Because there are currently no German troops in Casablanca (Strasser's boys don't really count), the flashback is really the film's best opportunity to give the audience a sense of the impending doom of military invasion. We can understand Rick and Ilsa's desperation as the Nazis close in on Paris, as their paradise starts to crumble. Note to John Milton: Paradise Crumbling would have been a better title.
Quote #5
ILSA: Was that cannon fire, or is it my heart pounding?
Here's another line that comes during the flashback, as Ilsa can hardly distinguish the pounding of cannon fire from the pounding of her heart. It's props to this movie that she can get away with this kind of melodramatic dialogue without the audience starting to leave the theater.
Quote #6
RICK: Don't you sometimes wonder if it's worth all this? I mean, what you're fighting for.
LASZLO: You might as well question why we breathe. If you stop breathing, we'll die. If we stop fighting our enemies, the world will die.

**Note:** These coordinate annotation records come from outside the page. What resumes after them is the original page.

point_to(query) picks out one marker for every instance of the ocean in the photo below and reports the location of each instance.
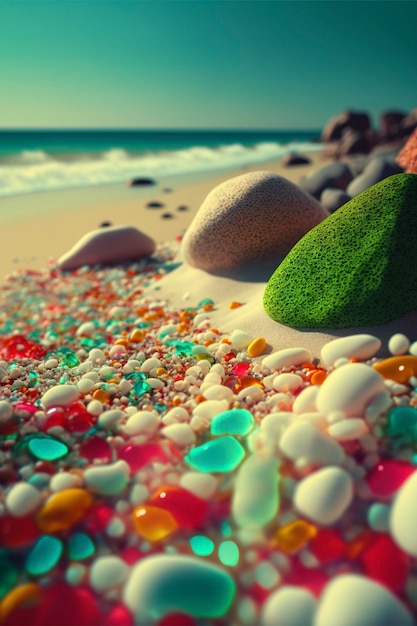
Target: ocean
(42, 160)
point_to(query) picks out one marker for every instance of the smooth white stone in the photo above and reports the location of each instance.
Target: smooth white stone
(305, 402)
(286, 358)
(107, 479)
(349, 388)
(107, 572)
(60, 395)
(404, 514)
(353, 600)
(324, 495)
(142, 422)
(255, 498)
(218, 392)
(398, 344)
(360, 347)
(210, 408)
(289, 606)
(109, 419)
(64, 480)
(181, 434)
(346, 430)
(22, 499)
(168, 583)
(201, 485)
(308, 442)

With all the indirect references to war, here's a flat-out statement of what's at stake, according to Laszlo—the end of the free world as we know it. Everyone knew in 1941 that the Germans would overrun Europe and Great Britain if the U.S. didn't get involved. This was probably why Laszlo was so insistent on getting there. By 1941, the U.S. was supplying weapons, but people like Laszlo knew that the whole "Arsenal of Democracy" approach wasn't cutting it.